Toby Wilkins’ creature feature body horror film, Splinter, was released 15 years ago on October 31, 2008. Let’s take a look back at this little known genre gem.
Synopsis:
Trapped in an isolated gas station by a voracious Splinter parasite that transforms its still-living victims into deadly hosts, a young couple and an escaped convict must find a way to work together to survive this primal terror.
Splinter was directed by Toby Wilkins (Teen Wolf TV series), written by Wilkins, Ian Shorr (Training Day TV series), Kai Barry (The Operative 2015), and stars Paulo Costanzo (Royal Pains TV series), Shae Whigham (Boardwalk Empire TV series), Jill Wagner (Teen Wolf TV series), Charles Baker (Breaking Bad TV series), Rachel Kerbs (Heist 2015), and Laurel Whitsett (Super 2010). The special FX were headed by Ozzy Alvarez (Army Of the Dead 2021) and Quantum Creation FX’s Christian Beckman (War of the Worlds 2005) while the creature was created by Frank Langley (TRON: Legacy 2010), although he’s uncredited.
An urban couple, Seth (Costanzo) and Polly (Wagner), try camping on their anniversary, only to find that they’re not too good at it. They decide to call it a night and stay at a hotel instead. As they’re driving, they’re carjacked by convict-on-the-run, Dennis (Whigham), and his strung out girlfriend, Lacey (Kerbs). This is only the beginning of their bad night. As they’re driving, they hit some kind of spiky animal in the road that pops one of their tires. Lacey wants to check on the animal.
She sees this:
Yes, that’s a dead animal with rattling black spines sticking out of its mouth.
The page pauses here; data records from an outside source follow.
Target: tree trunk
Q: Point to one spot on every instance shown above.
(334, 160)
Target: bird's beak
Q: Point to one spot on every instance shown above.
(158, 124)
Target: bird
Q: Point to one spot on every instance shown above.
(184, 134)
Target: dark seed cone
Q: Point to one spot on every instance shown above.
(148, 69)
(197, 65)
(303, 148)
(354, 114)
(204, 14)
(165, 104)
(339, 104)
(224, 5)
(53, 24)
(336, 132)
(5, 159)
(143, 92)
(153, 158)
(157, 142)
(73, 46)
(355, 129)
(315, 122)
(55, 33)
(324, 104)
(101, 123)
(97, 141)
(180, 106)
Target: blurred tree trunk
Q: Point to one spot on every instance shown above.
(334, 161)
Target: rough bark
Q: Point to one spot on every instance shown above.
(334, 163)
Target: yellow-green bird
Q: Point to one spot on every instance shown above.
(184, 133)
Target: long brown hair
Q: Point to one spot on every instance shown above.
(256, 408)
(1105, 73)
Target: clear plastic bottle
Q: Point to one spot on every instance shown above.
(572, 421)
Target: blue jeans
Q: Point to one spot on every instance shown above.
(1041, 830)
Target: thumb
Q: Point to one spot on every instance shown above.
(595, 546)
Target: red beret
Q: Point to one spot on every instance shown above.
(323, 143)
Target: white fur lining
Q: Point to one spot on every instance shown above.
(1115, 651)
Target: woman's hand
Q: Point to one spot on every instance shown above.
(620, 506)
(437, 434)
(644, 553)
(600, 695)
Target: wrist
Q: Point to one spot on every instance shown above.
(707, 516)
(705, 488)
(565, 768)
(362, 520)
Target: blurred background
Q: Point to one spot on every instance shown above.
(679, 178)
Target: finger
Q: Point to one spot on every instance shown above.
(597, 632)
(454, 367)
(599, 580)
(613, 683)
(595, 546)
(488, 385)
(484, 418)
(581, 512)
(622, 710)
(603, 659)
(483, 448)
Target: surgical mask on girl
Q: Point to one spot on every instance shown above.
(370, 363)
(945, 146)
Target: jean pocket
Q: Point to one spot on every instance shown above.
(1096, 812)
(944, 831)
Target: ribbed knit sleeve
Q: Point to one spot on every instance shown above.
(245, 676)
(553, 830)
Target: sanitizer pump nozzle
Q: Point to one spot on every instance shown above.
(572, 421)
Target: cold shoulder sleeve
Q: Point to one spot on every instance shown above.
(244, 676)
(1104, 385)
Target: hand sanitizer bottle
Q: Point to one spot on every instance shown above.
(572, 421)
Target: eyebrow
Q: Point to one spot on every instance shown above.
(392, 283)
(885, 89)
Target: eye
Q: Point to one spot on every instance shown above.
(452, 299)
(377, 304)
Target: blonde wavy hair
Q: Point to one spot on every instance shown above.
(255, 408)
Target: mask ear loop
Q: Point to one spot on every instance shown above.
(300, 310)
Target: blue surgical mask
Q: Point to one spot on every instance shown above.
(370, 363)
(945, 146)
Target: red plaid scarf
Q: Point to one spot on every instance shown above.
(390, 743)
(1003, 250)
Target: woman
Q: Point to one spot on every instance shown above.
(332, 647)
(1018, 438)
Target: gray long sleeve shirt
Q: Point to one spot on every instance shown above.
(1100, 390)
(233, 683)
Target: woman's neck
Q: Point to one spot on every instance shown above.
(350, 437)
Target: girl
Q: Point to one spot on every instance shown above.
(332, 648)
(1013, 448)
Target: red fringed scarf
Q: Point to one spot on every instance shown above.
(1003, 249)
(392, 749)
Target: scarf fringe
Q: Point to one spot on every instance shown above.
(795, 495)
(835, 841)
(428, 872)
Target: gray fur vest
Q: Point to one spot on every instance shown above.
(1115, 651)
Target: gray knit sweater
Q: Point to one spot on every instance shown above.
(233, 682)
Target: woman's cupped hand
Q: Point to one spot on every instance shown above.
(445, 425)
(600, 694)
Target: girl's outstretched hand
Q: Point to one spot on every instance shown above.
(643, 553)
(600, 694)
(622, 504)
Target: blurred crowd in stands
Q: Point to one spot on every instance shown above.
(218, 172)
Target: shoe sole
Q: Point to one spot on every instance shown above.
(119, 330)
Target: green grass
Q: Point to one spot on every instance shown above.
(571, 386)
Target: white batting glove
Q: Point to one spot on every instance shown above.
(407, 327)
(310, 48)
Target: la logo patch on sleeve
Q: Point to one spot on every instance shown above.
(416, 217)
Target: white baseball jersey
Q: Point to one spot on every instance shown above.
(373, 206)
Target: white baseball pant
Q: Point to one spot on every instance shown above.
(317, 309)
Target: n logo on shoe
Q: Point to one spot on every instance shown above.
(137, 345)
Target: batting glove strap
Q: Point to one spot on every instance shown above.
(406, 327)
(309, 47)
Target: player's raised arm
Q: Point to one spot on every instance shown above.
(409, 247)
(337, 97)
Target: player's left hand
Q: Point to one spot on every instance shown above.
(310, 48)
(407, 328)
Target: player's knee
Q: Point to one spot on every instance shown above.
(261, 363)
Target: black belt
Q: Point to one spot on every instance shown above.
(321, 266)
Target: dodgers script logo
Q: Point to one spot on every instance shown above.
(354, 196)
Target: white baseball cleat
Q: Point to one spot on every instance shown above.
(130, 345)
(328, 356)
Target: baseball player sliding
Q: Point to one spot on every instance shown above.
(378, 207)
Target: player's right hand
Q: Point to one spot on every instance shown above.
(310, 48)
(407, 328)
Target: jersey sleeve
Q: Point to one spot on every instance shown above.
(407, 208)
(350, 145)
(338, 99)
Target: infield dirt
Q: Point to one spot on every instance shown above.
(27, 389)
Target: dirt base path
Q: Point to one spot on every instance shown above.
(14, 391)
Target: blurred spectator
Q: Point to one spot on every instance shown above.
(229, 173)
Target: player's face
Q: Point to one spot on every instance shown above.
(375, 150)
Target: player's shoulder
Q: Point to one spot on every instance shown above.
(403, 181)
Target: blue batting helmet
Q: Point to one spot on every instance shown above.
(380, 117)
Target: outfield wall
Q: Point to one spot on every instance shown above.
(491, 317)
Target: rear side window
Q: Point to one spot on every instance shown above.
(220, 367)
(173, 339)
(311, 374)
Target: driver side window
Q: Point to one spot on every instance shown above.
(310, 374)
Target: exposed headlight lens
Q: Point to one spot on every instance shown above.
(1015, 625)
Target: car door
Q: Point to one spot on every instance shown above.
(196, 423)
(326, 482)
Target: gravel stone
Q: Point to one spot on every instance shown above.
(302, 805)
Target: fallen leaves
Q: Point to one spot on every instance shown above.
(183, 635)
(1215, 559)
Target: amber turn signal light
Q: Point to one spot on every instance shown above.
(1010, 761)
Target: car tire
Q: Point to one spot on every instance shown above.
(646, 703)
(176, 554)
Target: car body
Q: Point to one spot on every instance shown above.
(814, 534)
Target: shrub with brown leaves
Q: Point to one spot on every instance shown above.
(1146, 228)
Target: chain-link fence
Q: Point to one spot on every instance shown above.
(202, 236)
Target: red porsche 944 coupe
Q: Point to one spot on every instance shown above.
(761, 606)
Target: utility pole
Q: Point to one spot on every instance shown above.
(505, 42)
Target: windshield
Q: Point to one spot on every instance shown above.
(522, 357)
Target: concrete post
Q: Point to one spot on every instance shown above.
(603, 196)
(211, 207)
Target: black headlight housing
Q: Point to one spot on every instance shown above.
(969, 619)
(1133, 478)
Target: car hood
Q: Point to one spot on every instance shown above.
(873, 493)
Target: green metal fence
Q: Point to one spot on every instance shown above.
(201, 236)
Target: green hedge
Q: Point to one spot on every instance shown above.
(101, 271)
And while she’s freaking out, Dennis gets a tiny black sliver in his finger while changing the tire, apparently from the thing that they hit.
And this begins one of the most disturbing body horror films I’ve ever seen. All the Splinter fungus needs to do is prick you with one of its bristling barbs to infect you, spread itself to you, and make you a part of it. It feeds and grows beneath your skin, scratching through your veins as it spreads, before sniffing out the closest warm-blooded creature and chasing it its with obsidian-like, spiny appendages. When it makes contact with the new life form, it snatches it and melds it into your own body.
There is no antidote or treatment. Once it’s in you, there’s no hope. You watch your infected body contort and break in the most grotesque ways, your bones snapping like celery stalks (that sound!), your joints ripping out of your sockets, as your own anatomy betrays you. Helpless, you are witness to your own destruction, one black quill at a time.
Splinter has a very small cast, with only six names on the roster – the two couples, a gas station attendant (Baker), and a cop (Whitsett) that doesn’t even make it past the gas station front door. Then there’s the creature, a thing that looks like something Sid from Toy Story would have living under his bed, all broken pieces mashed together with no rhyme or reason. It’s never shown in its entirety, just glimpses of a flopping arm or a crushed head, its legs the only humanoid quality as this mass of failed evil Playdo experiments that chases you to touch you… just once. This was a great way to invoke dread and set the audience’s imaginations aflame. If you can’t see it, your brain fills in the blanks, and your mind is a much scarier place than anything created in an FX lab.
I’ve always thought that the characters in Splinter react in a more natural way to their circumstance than in other horror movies. There isn’t a damsel in distress who needs saving, and there isn’t a big hero that jumps up to save the day. These are just people. Seth happens to be a biologist, so he just wants to study the fungus at first, even as it reanimates a human hand that starts darting around the gas station floor. He reminds me of Hodgins from Bones. But I digress.
He gives a bit of exposition into what’s going on without being heavy handed about it. He’s just a scientist making an observation. He could be completely wrong, for all we know. Polly is the one we think will save everyone. She’s hopping around the place like Ash in a Deadite horde, ready to do whatever needs to be done, including setting their own building on fire to get rid of this bloodthirsty parasite. Dennis only cares about two things: Lacey and getting to Mexico. He’s on the run because he just escaped from jail and doesn’t really care about the impending monstrosity. He just wants to get out of the US, and he’ll sacrifice anyone to get his way. But after his girl, Lacey, is killed by the aberration, his resolve breaks. His tough guy exterior is gone.
The one who saves the day is a surprise to everyone.
If you’re looking for an original, action-packed creature feature with a double dose of body horror, grab yourself a copy of Splinter. It is, IMHO, the best of its kind.